It's hard to adequately respond to a 6-page forum thread that springs up over the weekend, but I'll do my best. Also these threads often turn in to everyone throwing in their own different concerns and it's pretty exhausting to even try to address everything - often I reply to the OP and then everyone piles in afterwards with "what about X? Y? Z?", and this happens a lot even when I do try to address everything... so anyway, here we go, focused on the OP:
HTML5 on Wii U: the main problem here is Nintendo's weak support of HTML5. Technically we're under NDA so I don't think I can go in to too much detail on this, but I think by now it's common knowledge that the NWF doesn't support WebGL, and that's really just one of several aspects. It's possible to publish smaller scale games on the Wii U, but larger scale stuff will run in to these limitations. There are similarly-specced mobile devices that can far outperform the Wii U due to having better browser tech. Things like this are really frustrating because they unnecessarily make HTML5 look bad. If Nintendo used modern web support, it'd have been far better. Yes, this is a shortcoming of HTML5 that we get stuck with browser engines like that sometimes. Yes, users don't care whose fault it is and just want it to work. But I honestly think it would have been impossible for us to write a native engine with the size of team we are within the timeframe of the Wii U being replaced by the Switch. In other words, it was that or nothing, really.
Wider console support: it's an interesting time to complain about console support, because the only reason we don't already have Xbox One publishing (which does use a modern browser engine!) is we've been busy with the C3 launch. See this Microsoft announcement which specifically mentions Construct 2 from early March.

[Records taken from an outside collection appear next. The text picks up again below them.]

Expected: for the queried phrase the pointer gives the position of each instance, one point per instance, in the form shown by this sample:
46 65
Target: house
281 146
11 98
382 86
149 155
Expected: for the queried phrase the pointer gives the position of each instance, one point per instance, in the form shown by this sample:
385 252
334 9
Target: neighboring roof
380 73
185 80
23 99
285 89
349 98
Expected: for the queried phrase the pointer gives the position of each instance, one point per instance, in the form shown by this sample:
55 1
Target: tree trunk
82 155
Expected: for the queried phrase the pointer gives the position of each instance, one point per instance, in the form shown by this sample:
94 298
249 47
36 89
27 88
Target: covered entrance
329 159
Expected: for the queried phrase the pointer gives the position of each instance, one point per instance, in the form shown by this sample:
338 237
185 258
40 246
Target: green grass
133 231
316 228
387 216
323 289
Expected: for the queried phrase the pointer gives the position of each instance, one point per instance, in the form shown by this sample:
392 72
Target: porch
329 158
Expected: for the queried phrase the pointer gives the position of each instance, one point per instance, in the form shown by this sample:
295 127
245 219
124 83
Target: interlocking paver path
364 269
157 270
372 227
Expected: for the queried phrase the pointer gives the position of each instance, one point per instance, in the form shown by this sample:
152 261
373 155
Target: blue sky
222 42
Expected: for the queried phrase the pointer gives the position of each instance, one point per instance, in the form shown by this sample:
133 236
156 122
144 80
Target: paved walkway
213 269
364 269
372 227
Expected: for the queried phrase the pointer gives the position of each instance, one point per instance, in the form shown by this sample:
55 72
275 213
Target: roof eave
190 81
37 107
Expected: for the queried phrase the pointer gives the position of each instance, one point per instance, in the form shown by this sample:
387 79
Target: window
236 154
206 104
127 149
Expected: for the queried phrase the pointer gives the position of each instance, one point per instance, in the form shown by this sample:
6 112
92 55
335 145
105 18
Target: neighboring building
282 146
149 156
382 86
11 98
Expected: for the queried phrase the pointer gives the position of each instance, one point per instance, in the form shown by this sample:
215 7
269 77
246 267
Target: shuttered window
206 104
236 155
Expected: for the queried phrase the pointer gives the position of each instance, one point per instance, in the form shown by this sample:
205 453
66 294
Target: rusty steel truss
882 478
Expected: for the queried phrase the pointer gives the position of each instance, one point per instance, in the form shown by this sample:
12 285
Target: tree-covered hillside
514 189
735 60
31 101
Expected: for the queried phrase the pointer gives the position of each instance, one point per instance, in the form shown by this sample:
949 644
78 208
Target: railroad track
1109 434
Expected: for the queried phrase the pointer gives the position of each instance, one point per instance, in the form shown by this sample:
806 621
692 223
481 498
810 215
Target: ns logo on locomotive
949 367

Wider HTML5 reliance: I would actually credit Scirra's entire success to our reliance on HTML5. Sure, it has some downsides, but no technology is perfect. We've seen other competitors with native tech fade in to irrelevance with limited features and dragged down by difficult bugs and development inefficiencies. I'm actually really glad we went this way. Also HTML5 was laughably bad when we started in 2011 (and some people literally laughed at us for choosing it over Flash). Originally, we never even expected to support mobile at all. Things have come a long way and it's still going strong, so I think HTML5 still has a bright feature.
I also have to wearily point out again that graphics drivers are a concern everywhere, and we have direct experience of that given we've worked on native tech in CC and the C2 editor. It's actually worse in native than it is in HTML5. It's so bad, it has actually ruined AAA game launches in the past. Most indie game developer's post-mortems I read, when they used native tech, almost always involves some kind of section excoriating the woeful situation with graphics drivers, to the extent they say things like "I wish I just had never even tried to release on Mac because the OpenGL support is so bad". Big companies can usually (even then not always) muscle through it by putting several engineers permanently on the problem, but when you're small, HTML5 probably actually makes this better than it would be otherwise.
Not listening to customers: this is pretty hard to take, as the original company founder with over 23,000 posts on this forum, as high as a constant 10 posts a day on average in some cases. How many companies can you go on the forum and talk about something directly with the original founder of the company? We try to make ourselves available to customers, and I do my best to read all the posts and feedback on the forum, but it's pretty tough to respond to everything with hundreds of posts a day. I do in fact hear everyone's concerns loud and clear. There's a lot of reasons why we can't always immediately do something, ranging from the technology to overall direction of the company, but I am here, and I do listen, even when that involves quite a lot of criticism. Sometimes even when I explain the case, it doesn't stop the criticism. For example some users hit graphics driver related issues and then say they wished we had native engines; these people would be in for a very nasty surprise if we actually did that! But it's never stopped the criticism, so I think to some extent I've just come to accept that some users are going to be unhappy and won't understand some things we do or the reasons behind it, and that's part of the nature of running a company.